DataCenterNews Asia Pacific - Specialist news for cloud & data center decision-makers
Email attachment20260423 2946470 pkr4hl

Google Cloud expands AI infrastructure with new chips

Thu, 23rd Apr 2026 (Today)

Google Cloud has expanded its AI infrastructure portfolio with new chips, compute instances, networking, storage and orchestration tools. The update targets what it describes as a growing shift toward AI systems that reason and act across multiple linked tasks.

The additions include two eighth-generation Tensor Processing Units, a new A5X bare metal instance based on NVIDIA Vera Rubin NVL72, Axion N4A virtual machines using Google's Arm-based CPUs, fourth-generation Compute Engine virtual machines built on Intel and AMD processors, the Virgo Network data centre fabric, Managed Lustre storage upgrades, Z4M instances for parallel file systems, a dedicated KV Cache storage subsystem, native PyTorch support for TPUs and new Google Kubernetes Engine features.

The move reflects a broader industry effort to adapt data centre infrastructure for more complex AI workloads. Rather than handling a single prompt and response, newer systems are increasingly designed to break tasks into separate steps, coordinate across models and services, preserve context and manage repeated feedback loops. That places heavier demands on chips, memory, networks and storage.

New TPUs

Google's eighth-generation TPU line will be split into two products with different roles. TPU 8t is intended for training large models, while TPU 8i is designed for inference and reinforcement learning.

According to Google, TPU 8t offers nearly three times the compute performance of the previous generation. A single superpod contains 9,600 chips, delivers 121 exaflops of compute and includes two petabytes of shared memory connected by high-speed inter-chip links.

TPU 8i is designed to reduce latency for workloads such as reasoning and mixture-of-experts models. Google said it triples on-chip SRAM to 384 MB, increases high-bandwidth memory to 288 GB and doubles inter-chip bandwidth to 19.2 Tb/s. It also adds what Google calls a Collectives Acceleration Engine, which cuts on-chip latency by up to five times. According to the company, TPU 8i delivers 80% better performance per dollar for inference than the prior generation.

Both TPU 8t and TPU 8i are due to become available to cloud customers soon.

GPU and CPU options

Alongside its in-house chips, Google said it will be among the first cloud providers to offer instances based on NVIDIA's Vera Rubin platform when it becomes available. The A5X bare metal instance will use NVIDIA Vera Rubin NVL72.

Google is also working with NVIDIA through the Open Compute Project on the Falcon networking protocol, and A5X will include concepts drawn from that work.

For CPU-heavy parts of AI systems, such as agent orchestration, reward calculation and tool calls, Google introduced Axion-powered N4A instances based on its Arm architecture. It also updated its Compute Engine line with fourth-generation virtual machine families using Intel and AMD x86 processors.
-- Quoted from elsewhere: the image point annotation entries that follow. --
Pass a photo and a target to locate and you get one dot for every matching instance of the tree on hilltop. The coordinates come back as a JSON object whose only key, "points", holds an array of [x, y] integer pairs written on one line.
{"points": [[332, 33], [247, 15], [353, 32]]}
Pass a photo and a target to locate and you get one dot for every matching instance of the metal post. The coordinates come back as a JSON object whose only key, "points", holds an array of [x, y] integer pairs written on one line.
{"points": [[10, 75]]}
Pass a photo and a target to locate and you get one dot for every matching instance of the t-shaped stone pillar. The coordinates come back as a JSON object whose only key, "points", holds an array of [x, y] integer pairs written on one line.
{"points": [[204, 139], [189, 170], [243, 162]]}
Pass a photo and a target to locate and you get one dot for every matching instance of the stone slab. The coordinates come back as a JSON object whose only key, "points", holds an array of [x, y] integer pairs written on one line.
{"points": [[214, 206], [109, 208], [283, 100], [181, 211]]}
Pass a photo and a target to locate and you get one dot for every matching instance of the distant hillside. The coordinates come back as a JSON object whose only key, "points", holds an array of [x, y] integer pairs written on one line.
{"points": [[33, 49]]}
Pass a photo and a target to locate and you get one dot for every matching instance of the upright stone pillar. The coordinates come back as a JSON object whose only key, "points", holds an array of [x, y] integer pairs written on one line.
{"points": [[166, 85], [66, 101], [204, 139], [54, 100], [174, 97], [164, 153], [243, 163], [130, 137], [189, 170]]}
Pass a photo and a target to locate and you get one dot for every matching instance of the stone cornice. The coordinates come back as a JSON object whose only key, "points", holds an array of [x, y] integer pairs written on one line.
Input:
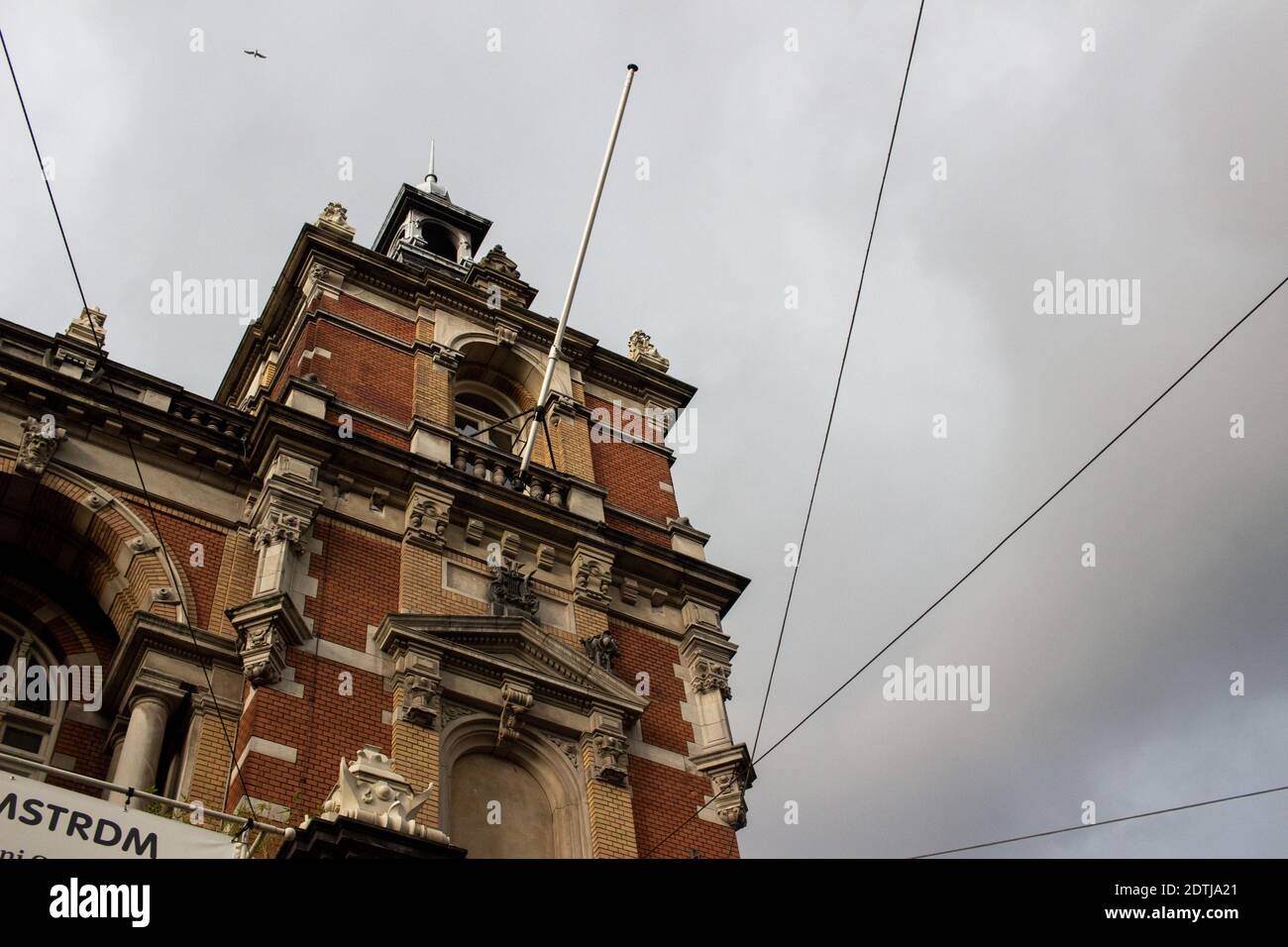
{"points": [[147, 633], [412, 287], [160, 416], [502, 650]]}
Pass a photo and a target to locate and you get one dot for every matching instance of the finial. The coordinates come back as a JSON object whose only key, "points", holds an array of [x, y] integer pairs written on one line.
{"points": [[430, 184]]}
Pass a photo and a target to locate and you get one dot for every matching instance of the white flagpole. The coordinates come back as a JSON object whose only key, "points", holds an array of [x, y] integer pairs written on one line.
{"points": [[539, 418]]}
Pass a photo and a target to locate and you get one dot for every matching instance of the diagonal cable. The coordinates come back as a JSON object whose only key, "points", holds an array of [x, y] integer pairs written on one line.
{"points": [[138, 471]]}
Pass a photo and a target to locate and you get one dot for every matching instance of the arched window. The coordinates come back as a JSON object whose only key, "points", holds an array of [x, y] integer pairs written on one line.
{"points": [[480, 410], [438, 240], [498, 809], [27, 727]]}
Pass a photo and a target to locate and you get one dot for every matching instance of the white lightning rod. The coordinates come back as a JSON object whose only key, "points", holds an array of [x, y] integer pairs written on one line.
{"points": [[539, 418]]}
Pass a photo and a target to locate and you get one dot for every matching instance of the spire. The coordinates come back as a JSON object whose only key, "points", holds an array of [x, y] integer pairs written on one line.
{"points": [[430, 184]]}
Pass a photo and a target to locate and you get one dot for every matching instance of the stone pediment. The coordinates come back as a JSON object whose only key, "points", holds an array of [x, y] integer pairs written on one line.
{"points": [[494, 648]]}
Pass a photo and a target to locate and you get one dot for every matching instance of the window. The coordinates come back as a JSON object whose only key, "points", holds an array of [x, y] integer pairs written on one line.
{"points": [[27, 727], [477, 412], [438, 241]]}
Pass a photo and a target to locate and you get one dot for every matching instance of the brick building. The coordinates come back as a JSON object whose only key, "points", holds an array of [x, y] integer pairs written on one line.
{"points": [[342, 564]]}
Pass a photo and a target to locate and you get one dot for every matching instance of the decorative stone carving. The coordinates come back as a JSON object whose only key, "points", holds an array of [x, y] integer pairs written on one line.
{"points": [[370, 791], [420, 676], [510, 591], [642, 350], [40, 438], [420, 696], [609, 758], [446, 357], [711, 676], [335, 219], [730, 774], [281, 518], [334, 213], [454, 711], [515, 701], [601, 650], [266, 628], [89, 328], [279, 526], [730, 804], [428, 512], [545, 557], [475, 531], [707, 654], [497, 262], [567, 748], [608, 746], [591, 574]]}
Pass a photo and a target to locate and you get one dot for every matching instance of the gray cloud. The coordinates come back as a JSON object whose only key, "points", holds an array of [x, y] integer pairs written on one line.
{"points": [[1109, 684]]}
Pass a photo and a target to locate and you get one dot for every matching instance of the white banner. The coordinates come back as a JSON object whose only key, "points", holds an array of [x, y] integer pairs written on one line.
{"points": [[40, 821]]}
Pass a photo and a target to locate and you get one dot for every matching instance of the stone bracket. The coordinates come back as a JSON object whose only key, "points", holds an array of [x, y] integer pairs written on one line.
{"points": [[592, 574], [516, 699], [420, 673], [732, 775], [428, 512], [266, 628]]}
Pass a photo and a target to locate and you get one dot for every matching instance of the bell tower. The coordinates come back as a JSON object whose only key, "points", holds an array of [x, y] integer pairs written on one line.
{"points": [[424, 228]]}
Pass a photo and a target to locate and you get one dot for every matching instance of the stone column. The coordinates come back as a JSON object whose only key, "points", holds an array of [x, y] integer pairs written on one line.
{"points": [[707, 654], [434, 369], [608, 796], [592, 577], [570, 428], [420, 573], [149, 711]]}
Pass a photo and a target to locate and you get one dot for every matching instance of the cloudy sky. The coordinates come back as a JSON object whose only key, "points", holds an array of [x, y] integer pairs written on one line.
{"points": [[1109, 684]]}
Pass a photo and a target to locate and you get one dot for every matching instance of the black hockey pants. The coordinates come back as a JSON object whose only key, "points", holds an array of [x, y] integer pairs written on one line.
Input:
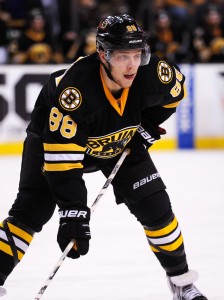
{"points": [[137, 184]]}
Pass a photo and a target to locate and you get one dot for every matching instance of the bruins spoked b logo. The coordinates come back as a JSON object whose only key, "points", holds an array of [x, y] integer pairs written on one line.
{"points": [[70, 99]]}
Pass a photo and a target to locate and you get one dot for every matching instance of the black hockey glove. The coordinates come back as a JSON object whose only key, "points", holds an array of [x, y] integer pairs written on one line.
{"points": [[74, 224], [146, 136], [150, 134]]}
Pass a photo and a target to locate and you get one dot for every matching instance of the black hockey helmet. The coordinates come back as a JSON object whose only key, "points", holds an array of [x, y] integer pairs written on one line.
{"points": [[121, 32]]}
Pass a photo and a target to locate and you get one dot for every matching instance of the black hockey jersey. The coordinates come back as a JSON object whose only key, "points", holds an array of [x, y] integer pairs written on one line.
{"points": [[77, 116]]}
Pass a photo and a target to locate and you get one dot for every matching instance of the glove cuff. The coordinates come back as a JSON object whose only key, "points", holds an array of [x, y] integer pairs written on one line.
{"points": [[74, 214]]}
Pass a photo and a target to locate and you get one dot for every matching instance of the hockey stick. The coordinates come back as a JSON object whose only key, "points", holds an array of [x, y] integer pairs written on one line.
{"points": [[93, 207]]}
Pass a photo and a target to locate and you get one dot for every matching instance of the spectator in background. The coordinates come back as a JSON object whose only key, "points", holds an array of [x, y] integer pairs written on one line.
{"points": [[34, 46], [87, 46], [166, 42], [208, 40]]}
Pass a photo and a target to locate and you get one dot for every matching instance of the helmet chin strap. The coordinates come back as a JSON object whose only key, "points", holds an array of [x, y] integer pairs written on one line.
{"points": [[108, 71]]}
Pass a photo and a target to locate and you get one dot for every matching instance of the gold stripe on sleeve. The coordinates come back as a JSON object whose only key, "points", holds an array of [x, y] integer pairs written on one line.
{"points": [[63, 147], [62, 167]]}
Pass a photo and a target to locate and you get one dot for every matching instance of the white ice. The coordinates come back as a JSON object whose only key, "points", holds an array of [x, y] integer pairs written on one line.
{"points": [[120, 265]]}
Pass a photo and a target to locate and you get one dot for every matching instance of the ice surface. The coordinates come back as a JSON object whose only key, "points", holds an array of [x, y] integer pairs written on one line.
{"points": [[120, 265]]}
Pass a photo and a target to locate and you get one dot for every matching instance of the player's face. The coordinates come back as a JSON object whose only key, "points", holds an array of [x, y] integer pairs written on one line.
{"points": [[124, 66]]}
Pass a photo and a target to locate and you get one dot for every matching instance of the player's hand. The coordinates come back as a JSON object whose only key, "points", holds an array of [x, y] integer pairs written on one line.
{"points": [[74, 224]]}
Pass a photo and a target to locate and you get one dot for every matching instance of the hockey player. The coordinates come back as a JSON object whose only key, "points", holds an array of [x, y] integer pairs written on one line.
{"points": [[83, 119]]}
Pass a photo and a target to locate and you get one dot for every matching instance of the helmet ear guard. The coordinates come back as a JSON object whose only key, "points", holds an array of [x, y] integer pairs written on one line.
{"points": [[122, 33]]}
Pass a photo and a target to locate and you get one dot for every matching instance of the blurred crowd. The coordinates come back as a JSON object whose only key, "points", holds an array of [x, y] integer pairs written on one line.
{"points": [[59, 31]]}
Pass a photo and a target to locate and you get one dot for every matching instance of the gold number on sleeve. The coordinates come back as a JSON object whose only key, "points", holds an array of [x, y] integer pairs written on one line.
{"points": [[67, 126]]}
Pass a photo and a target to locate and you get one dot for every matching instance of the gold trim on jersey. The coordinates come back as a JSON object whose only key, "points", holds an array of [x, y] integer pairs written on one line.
{"points": [[110, 145], [172, 105], [63, 147], [118, 104], [63, 157], [62, 166]]}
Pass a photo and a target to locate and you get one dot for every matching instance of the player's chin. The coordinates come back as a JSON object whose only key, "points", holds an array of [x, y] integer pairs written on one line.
{"points": [[127, 82]]}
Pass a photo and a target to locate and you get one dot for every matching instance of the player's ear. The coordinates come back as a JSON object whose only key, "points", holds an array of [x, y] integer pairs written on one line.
{"points": [[102, 56]]}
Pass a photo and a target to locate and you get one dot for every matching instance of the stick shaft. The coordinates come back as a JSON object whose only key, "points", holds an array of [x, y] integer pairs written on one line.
{"points": [[93, 207]]}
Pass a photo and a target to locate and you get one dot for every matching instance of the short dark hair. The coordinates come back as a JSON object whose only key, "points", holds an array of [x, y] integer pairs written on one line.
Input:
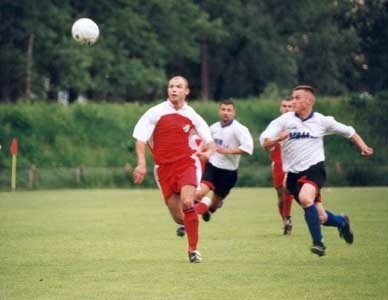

Google said GKE Agent Sandbox with Axion N4A offers up to 30% better price-performance than comparable agent workloads on other hyperscalers, though it did not identify specific rivals.

Networking scale

One of the more significant announcements was Virgo Network, Google's latest data centre fabric for AI workloads. It provides four times the bandwidth of previous generations, according to the company.

Google said Virgo can connect 134,000 TPUs in a single fabric within one data centre and more than one million TPUs across multiple sites in one training cluster. For the new A5X systems, the same network design will support up to 80,000 GPUs in a single data centre and up to 960,000 GPUs across multiple sites.

Those figures underline the scale at which major cloud providers are now building AI clusters, as demand rises for systems that can train larger models and support more interactive inference services.

Storage changes

Storage formed another major part of the update. Google said Managed Lustre now provides 10 TB/s of bandwidth, ten times more than last year, while capacity has increased to 80 petabytes.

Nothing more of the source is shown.